Pierre Rousselin
25/02/10
Seize ans après le génocide, le temps est venu de tourner la page avec le Rwanda. À Kigali, Nicolas Sarkozy a réussi à le faire sans mettre en cause les principes qui doivent conduire la politique étrangère de la France.
Le président de la République a soigneusement calibré ses mots, allant plus loin que lors de son discours d'il y a deux ans, au sommet franco-africain de Lisbonne. Il a reconnu, cette fois, les « graves erreurs d'appréciation » et « une forme d'aveuglement » de la part de la France, comme de la communauté internationale, lors du déclenchement du génocide en 1994.
Notre pays ayant appuyé le régime hutu qui allait organiser le massacre des Tutsis, il est assez naturel que ceux-ci nous reprochent ensuite de ne pas avoir empêché le drame. De là à en déduire une culpabilité française, il y a un pas qui ne saurait être franchi. Les historiens feront la part des choses.
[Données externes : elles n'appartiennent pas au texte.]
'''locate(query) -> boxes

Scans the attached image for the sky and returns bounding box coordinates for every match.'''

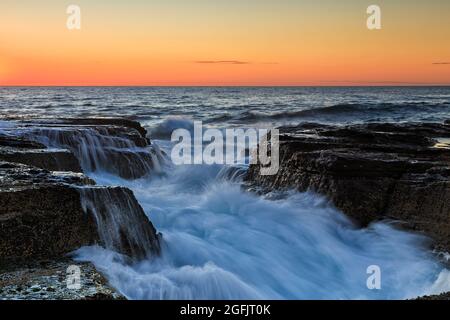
[0,0,449,86]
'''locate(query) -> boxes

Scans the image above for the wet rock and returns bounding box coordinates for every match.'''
[0,161,94,189]
[59,117,149,139]
[415,292,450,300]
[12,118,165,179]
[0,135,45,149]
[246,122,450,251]
[0,259,125,300]
[91,148,161,180]
[0,161,160,262]
[0,118,162,299]
[0,133,82,172]
[79,186,161,259]
[29,129,162,179]
[0,162,98,263]
[0,147,82,172]
[19,117,150,146]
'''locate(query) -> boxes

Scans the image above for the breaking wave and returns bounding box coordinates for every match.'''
[233,103,450,123]
[149,118,195,139]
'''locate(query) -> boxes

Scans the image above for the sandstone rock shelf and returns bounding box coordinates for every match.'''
[246,121,450,252]
[1,117,165,179]
[0,117,163,300]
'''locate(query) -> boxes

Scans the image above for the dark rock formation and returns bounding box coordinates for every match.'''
[246,122,450,251]
[0,117,161,264]
[0,118,162,300]
[0,135,45,149]
[0,161,160,263]
[0,132,82,172]
[59,118,149,139]
[415,292,450,300]
[0,162,97,263]
[0,147,82,172]
[19,117,150,146]
[10,118,165,179]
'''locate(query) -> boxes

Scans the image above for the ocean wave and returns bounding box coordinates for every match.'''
[229,102,450,122]
[204,113,235,123]
[149,118,195,139]
[0,120,17,130]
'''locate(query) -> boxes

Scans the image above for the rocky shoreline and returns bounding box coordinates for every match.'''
[246,121,450,252]
[1,117,449,300]
[245,121,450,300]
[0,259,125,300]
[0,118,162,300]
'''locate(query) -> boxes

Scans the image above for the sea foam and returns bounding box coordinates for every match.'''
[74,144,450,300]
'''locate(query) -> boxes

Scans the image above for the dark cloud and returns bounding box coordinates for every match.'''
[195,60,251,65]
[433,62,450,65]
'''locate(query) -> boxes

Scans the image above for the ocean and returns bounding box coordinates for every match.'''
[1,86,450,128]
[1,86,450,299]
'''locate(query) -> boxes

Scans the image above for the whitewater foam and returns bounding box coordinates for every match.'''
[149,118,195,139]
[74,144,450,300]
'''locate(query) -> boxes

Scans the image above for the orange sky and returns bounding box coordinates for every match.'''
[1,0,449,86]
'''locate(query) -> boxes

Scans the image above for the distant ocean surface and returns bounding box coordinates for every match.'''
[1,87,449,128]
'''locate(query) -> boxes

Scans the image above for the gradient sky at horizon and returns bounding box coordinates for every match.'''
[0,0,449,86]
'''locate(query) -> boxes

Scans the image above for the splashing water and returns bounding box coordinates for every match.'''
[2,87,449,299]
[73,141,450,300]
[22,127,166,179]
[78,186,160,260]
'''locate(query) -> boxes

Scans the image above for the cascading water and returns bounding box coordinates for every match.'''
[71,136,450,300]
[16,124,164,260]
[23,126,166,179]
[77,186,160,260]
[15,118,449,299]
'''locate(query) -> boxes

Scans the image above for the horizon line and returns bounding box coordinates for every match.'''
[1,84,450,88]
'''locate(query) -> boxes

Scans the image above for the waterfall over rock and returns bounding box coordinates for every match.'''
[25,126,166,179]
[0,119,162,264]
[25,128,162,179]
[78,186,161,260]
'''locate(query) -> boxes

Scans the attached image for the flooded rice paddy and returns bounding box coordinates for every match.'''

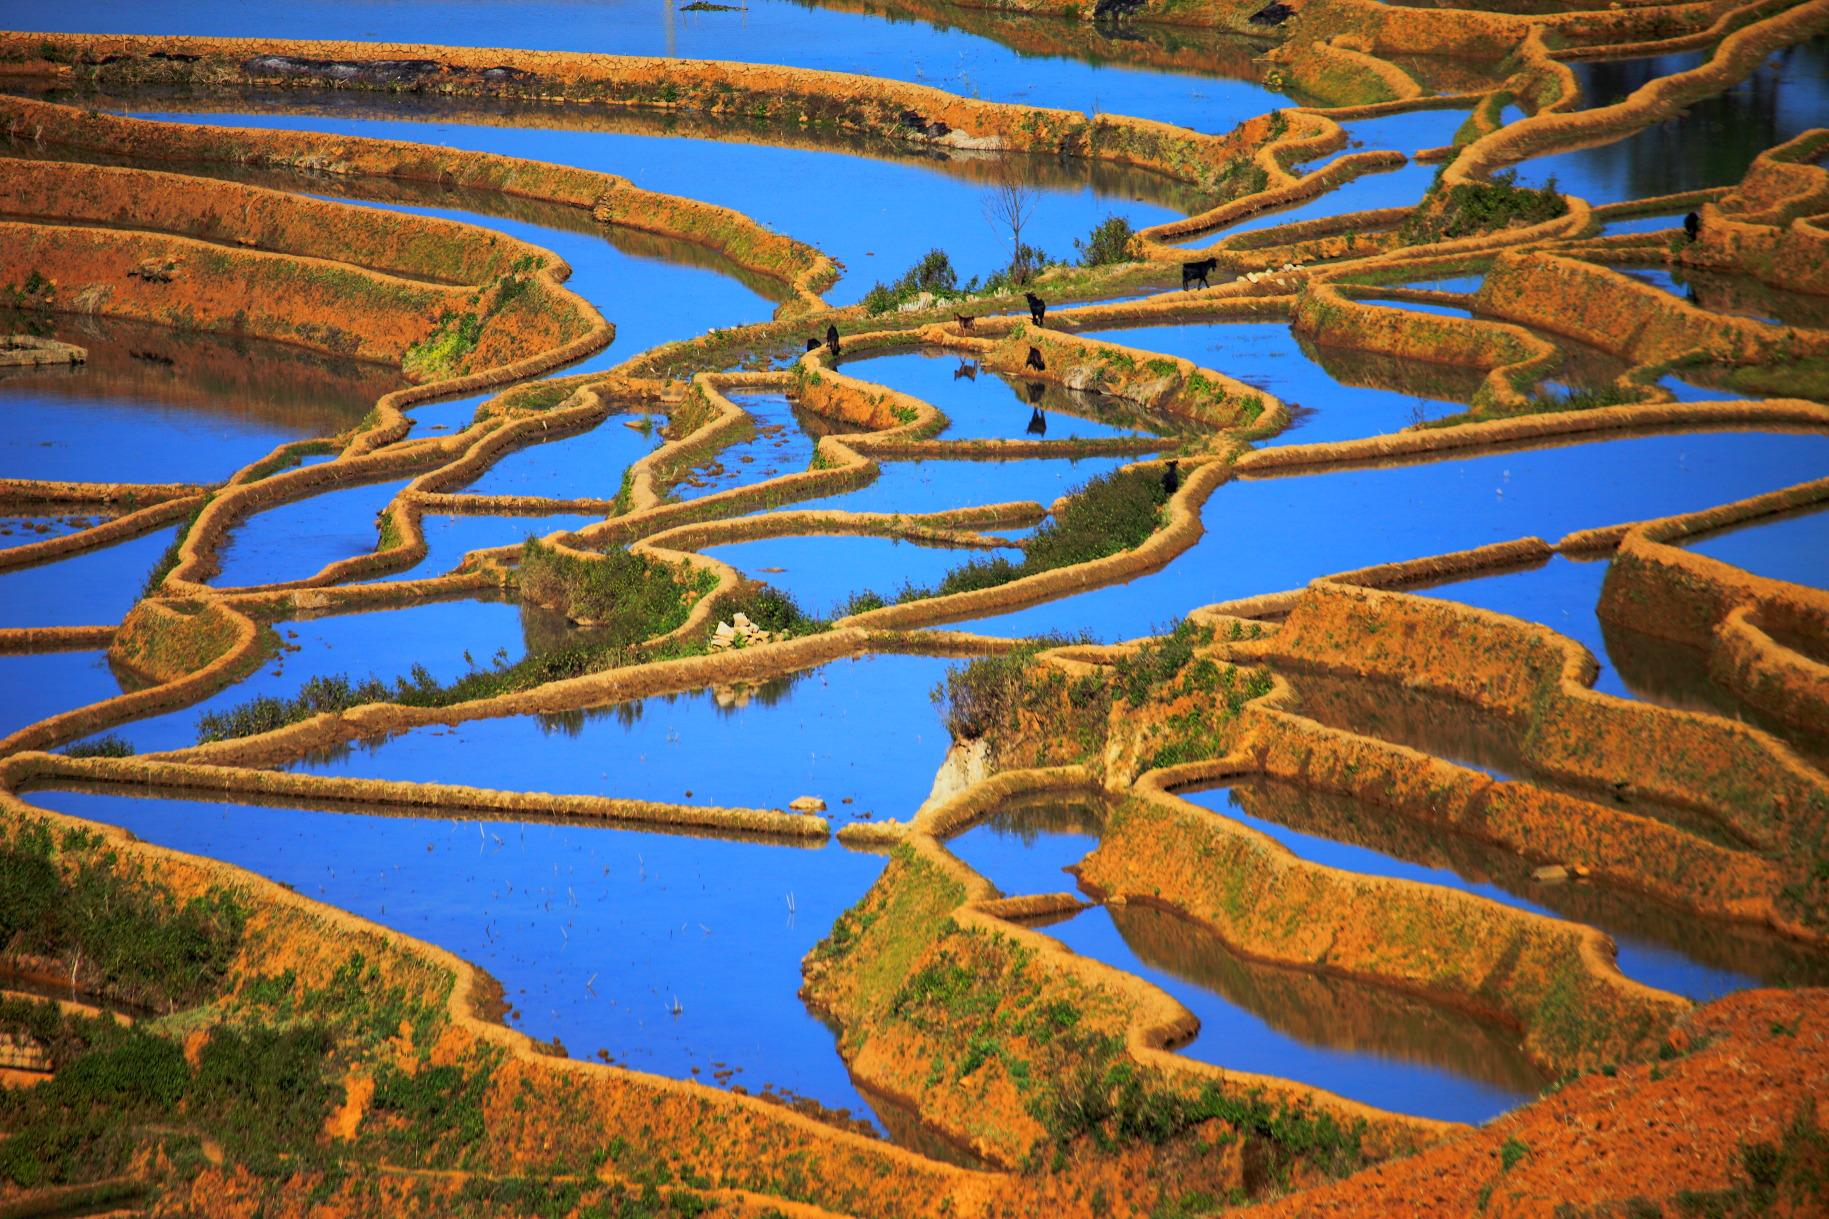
[6,0,1827,1157]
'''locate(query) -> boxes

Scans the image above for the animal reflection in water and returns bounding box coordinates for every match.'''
[1026,380,1047,435]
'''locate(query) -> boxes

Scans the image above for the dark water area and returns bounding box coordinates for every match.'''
[24,0,1287,134]
[30,786,889,1128]
[287,653,955,826]
[211,476,413,588]
[1569,50,1711,110]
[0,525,178,629]
[0,649,124,738]
[945,802,1545,1123]
[1514,39,1829,204]
[125,107,1183,307]
[0,309,391,484]
[1608,264,1829,331]
[958,429,1829,641]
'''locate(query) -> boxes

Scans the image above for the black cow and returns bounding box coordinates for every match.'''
[805,338,821,352]
[1684,211,1701,243]
[1182,257,1219,291]
[1025,346,1046,372]
[955,313,976,331]
[1025,292,1047,327]
[1027,407,1048,436]
[825,323,841,357]
[1161,459,1181,495]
Compte tenu des procédures judiciaires en cours à l'encontre de responsables politiques, compte tenu des répercussions prévisibles sur d'autres dossiers complexes, il serait vain pour la France de parler de « faute », de présenter des « excuses », de demander « pardon », comme certains l'ont exigé.
Bill Clinton, Kofi Annan et Guy Verhofstadt ont chacun reconnu leur part de responsabilité. Cela les honore. Mais leur attitude ne peut servir de précédent. Chaque circonstance a ses mérites. Il n'y a là aucun mépris, aucune arrogance. La France ne peut ouvrir une boîte de Pandore, aux conséquences imprévisibles.
Paul Kagamé l'a bien compris. Au cours des dernières années, le chef de l'État rwandais n'a pas ménagé notre pays. Et pourtant, aux côtés du président de la République, il a refusé, hier, d'être « otage du passé » et a souhaité se tourner « vers l'avenir » . C'est une intention louable. Il y a trop de problèmes à régler dans les Grands Lacs et sur le continent africain dans son ensemble pour s'épuiser dans des querelles du passé.
Paris et Kigali ont fait, chacun, leur part du chemin. Leur démarche n'a pas été facile. Elle reste incomplète. Mais elle ouvre une voie qui devrait être suivie pour surmonter en Afrique le douloureux héritage du passé colonial. Quarante-huit ans après son indépendance, il serait temps que l'Algérie suive l'exemple que vient de lui donner le Rwanda et se montre prête à apaiser, elle aussi, ses relations avec la France.